River-port operator Phnom Penh Autonomous Port (PPAP) reported revenues from business activities of more than $30 million for the first nine months of this year, marking a 21 per cent year-on-year jump, despite regional and global economic uncertainty stemming from prolonged Covid-related slowdowns and the Ukraine crisis.

These numbers are according to an unaudited financial report filed by the local public-listed state-owned enterprise to the Cambodia Securities Exchange (CSX) on October 12.

Broken down by category, port operations accounted for the most, exceeding $25 million (up 26 per cent year-on-year), followed by administrative operations (over $3.19 million; up 20 per cent) and other services ($212,287; down 13 per cent), while other sources represented nearly $1.9 million, down 13 per cent.

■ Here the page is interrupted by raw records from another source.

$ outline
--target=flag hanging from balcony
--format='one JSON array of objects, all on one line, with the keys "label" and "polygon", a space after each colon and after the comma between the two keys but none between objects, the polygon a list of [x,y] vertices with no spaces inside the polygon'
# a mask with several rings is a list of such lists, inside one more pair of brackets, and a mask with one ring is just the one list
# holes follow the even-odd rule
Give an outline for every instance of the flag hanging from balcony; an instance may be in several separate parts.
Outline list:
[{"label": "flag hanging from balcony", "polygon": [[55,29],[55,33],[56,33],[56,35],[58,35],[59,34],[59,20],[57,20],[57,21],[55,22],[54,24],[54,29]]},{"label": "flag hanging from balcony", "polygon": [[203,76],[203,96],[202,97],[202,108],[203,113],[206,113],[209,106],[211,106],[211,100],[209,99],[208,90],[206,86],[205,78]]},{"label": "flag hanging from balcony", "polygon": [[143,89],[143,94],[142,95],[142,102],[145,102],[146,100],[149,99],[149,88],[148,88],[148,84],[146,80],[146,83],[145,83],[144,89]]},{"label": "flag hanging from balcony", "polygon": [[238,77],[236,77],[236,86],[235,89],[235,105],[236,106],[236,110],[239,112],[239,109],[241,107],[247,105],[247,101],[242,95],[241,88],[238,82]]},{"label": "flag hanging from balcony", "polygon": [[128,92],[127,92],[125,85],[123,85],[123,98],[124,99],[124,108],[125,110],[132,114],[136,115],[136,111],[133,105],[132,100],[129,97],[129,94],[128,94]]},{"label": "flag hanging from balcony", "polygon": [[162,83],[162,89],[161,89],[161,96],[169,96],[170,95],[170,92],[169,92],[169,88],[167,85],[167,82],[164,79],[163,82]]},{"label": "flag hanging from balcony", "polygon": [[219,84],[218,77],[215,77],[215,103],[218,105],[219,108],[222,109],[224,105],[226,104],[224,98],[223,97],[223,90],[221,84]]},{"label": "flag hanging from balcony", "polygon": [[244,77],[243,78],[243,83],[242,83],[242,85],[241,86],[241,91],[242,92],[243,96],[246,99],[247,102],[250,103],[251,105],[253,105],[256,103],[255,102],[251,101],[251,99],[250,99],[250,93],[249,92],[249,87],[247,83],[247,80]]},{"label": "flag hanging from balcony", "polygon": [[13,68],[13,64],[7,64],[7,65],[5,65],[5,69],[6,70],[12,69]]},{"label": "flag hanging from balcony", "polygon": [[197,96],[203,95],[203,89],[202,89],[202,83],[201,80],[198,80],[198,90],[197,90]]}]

PPAP said the number of cargo vessels handled at its facilities in the January-September period soared by 57.28 per cent year-on-year to 2,743, as oil, gas and cargo throughput rose by 5.23 per cent topping three million tonnes and container throughput increased by 28.33 per cent to 329,043 TEUs (twenty-foot equivalent units).

A TEU is an inexact unit of cargo capacity used in the shipping industry roughly equivalent to a container with internal dimensions measuring about 20 feet long, eight feet wide and 8.5 feet tall, or a volume roughly 38.5 cubic metres.

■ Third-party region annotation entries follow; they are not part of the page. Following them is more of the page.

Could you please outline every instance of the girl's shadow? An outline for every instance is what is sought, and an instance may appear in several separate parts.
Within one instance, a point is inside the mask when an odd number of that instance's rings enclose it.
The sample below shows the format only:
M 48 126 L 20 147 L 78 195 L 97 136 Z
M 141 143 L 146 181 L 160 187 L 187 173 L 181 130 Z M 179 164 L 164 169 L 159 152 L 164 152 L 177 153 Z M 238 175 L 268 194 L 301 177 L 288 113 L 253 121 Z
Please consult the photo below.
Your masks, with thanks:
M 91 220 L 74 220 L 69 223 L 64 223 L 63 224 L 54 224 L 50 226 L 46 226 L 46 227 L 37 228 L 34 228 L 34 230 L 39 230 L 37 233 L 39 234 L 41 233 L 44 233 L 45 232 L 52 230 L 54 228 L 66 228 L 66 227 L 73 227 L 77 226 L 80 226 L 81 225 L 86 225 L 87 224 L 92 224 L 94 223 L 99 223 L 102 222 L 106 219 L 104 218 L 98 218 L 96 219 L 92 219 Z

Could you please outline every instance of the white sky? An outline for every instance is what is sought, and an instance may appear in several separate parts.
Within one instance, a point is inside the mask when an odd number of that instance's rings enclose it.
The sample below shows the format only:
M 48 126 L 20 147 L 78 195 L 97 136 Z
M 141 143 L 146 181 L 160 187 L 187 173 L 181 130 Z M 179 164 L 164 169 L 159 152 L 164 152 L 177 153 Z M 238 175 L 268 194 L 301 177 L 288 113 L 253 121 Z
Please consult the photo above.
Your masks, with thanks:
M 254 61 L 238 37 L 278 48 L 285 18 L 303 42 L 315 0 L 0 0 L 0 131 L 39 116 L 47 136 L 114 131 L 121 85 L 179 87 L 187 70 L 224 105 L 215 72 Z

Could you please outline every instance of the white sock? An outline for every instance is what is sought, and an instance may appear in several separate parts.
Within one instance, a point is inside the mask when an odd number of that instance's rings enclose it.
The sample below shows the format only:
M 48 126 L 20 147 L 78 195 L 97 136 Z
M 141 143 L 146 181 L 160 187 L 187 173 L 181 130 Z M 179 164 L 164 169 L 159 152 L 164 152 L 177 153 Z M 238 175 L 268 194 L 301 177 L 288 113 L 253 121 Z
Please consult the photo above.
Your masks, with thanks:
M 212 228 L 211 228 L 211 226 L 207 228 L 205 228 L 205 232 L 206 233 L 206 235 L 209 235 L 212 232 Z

PPAP also noted that 16 passenger boats carrying 868 people docked at its facilities over the period, up from zero in the same time last year.

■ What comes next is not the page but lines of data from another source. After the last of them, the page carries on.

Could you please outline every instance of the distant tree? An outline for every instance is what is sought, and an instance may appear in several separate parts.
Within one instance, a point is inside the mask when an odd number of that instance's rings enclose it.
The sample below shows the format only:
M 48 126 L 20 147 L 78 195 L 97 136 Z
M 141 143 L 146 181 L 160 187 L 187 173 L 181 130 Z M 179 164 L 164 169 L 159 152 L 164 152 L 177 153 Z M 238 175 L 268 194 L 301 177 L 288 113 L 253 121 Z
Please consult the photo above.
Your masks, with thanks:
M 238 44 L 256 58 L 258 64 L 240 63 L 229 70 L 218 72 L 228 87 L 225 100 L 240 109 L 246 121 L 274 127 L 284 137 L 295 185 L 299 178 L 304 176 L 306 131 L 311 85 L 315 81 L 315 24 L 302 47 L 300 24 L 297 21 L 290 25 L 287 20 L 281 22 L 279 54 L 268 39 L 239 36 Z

Highlighting the figures reported for port and administrative operations, CSX director for market operations Kim Sophanita remarked that PPAP’s performance in the first nine months of this year had been “strong”.

She added that the 57 per cent and 28 per cent year-on-year rises in cargo vessels and container throughput, respectively, “while war in Ukraine raises global shipping costs and stifles trade … proves that PPAP has well managed its business operations so far in 2022”.

The port operator plans to expand the number of satellite river terminals under its purview to seven, to ensure greater accessibility for customers, and reduce costs and wasted time.

Although Minister of Public Works and Transport Sun Chanthol indicated in late April that all seven would be in operation by November, work on the terminals appears to have been hit by delays. No updates were immediately available.

These include the LM17 container terminal on the Mekong River in Kandal Loeu village, Banteay Dek commune of southeastern Kandal province’s Kien Svay district; and the TS11 multi-purpose port terminal on the Tonle Sap River in northern Phnom Penh.

Also known as Kilometre 6 Terminal, the TS11 is expected to significantly reduce the times and costs associated with shipping and receiving goods to and from Cambodia’s provinces.

The other five are Prek Anhchanh and Prek Kdam ports in Kandal province just north of the capital; Tonle Bet Port in Kampong Cham; Chhlong Port in Kratie; and Kampong Chhnang Port in the namesake province.

In March, PPAP director-general Hei Bavy commented that high coronavirus vaccination rates in the region and further afield have developed a meaningful degree of herd immunity, easing the impact of Covid-19 and prompting countries to more widely resume economic activity. This, he claimed, would translate to increased container throughput at port terminals.